Of major concern to The Alliance, as well as the 4,500 residents of the College Glen Neighborhood Association, which also opposes the project, is that the permit application was for a Materials Recovery and Transfer Station (where recyclables are sorted and then moved out) and not a traditional landfill (where refuse gets buried and covered up with dirt).

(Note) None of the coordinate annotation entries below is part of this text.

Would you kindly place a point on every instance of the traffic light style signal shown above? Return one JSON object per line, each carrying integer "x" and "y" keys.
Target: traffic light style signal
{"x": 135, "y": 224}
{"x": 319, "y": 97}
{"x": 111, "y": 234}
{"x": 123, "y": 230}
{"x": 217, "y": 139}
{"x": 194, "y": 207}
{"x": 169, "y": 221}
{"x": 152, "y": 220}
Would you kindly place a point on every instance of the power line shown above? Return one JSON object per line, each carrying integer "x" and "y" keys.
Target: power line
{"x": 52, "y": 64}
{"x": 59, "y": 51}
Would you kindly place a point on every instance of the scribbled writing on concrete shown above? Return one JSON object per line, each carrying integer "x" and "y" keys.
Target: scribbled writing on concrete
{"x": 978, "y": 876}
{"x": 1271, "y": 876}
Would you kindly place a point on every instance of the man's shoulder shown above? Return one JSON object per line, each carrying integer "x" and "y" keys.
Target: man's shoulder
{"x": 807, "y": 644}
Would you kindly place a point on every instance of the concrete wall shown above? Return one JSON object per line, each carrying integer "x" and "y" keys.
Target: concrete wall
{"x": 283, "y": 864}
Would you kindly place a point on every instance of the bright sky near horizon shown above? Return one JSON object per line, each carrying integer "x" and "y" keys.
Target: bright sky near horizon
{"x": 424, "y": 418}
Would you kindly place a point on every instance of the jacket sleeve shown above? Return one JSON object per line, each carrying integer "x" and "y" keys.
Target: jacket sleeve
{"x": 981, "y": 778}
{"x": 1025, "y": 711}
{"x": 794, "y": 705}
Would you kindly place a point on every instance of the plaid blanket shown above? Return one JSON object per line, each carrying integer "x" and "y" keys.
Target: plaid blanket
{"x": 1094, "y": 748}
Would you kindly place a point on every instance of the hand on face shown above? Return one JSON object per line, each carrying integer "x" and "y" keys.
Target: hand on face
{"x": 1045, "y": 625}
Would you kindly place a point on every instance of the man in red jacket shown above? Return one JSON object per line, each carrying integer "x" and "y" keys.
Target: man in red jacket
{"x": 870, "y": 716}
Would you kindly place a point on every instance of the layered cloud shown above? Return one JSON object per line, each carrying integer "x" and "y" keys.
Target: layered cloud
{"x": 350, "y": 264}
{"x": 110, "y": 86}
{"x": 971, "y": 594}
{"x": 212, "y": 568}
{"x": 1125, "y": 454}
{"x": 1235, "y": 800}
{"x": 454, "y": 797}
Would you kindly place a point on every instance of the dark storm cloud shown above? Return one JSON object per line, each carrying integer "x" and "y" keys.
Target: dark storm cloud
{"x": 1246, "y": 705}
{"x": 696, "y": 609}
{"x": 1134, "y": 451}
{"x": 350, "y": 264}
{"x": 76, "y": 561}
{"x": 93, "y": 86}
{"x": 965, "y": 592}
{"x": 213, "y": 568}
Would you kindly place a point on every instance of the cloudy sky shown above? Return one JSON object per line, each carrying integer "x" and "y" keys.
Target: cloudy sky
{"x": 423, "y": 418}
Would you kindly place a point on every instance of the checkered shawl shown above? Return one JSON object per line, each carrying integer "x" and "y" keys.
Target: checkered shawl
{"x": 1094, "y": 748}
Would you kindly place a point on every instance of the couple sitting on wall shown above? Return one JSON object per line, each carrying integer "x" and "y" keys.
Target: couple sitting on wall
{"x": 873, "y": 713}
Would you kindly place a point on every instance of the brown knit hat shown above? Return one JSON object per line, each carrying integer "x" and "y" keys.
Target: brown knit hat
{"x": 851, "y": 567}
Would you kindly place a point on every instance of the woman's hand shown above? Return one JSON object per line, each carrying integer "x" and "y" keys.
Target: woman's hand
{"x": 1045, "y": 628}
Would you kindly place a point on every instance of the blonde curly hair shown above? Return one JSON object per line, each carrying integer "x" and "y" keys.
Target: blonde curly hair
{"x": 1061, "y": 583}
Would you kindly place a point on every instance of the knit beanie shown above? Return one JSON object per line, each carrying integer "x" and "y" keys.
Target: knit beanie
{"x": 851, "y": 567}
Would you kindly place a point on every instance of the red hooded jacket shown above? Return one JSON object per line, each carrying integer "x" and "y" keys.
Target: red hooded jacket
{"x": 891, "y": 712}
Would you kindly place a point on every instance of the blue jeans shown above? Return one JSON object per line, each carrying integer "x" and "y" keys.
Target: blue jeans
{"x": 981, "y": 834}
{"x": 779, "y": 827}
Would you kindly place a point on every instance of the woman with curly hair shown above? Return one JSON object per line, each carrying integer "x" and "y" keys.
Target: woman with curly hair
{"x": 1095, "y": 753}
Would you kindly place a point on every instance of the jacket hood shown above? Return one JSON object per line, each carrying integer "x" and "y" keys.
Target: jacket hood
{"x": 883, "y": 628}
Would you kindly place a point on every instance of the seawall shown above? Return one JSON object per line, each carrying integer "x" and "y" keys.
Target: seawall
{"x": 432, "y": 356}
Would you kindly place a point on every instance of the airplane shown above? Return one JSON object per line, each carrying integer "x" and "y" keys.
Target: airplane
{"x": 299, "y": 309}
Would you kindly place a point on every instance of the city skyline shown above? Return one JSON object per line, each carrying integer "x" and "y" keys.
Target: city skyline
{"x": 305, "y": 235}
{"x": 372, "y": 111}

However, the intended operator placed a quarter-page ad in the new AT&T Yellow Pages identifying itself specifically as a “Public Landfill.”

“Exactly what they contend they aren’t,” said Vorpahl. “We’d been given every assurance by both the county and the operator that this was not and would never be a landfill, when all along that’s exactly what they planned.”

Burnie Lenau, chairman of the Alliance Planning and Zoning Advisory Committee (PZAC), said of the county's environmental report, "That a landfill disguised as a "Materials Recovery/Large Volume Transfer Station," and accepting 500 tons of assorted waste per day, will have no impact on traffic, air quality, water quality, noise, odor or carbon emissions strikes me as more than an imcomplete report."

In response to the county’s assertion that the proposed landfill would have no negative impact, The Alliance noted, “Although the current Project proponent is new and cannot be held to account for past violations, the site’s history of mismanagement and the years of regulatory headaches it caused serve as a reminder of the need for the lead agency (DERA) to undertake the permitting process carefully and deliberately.”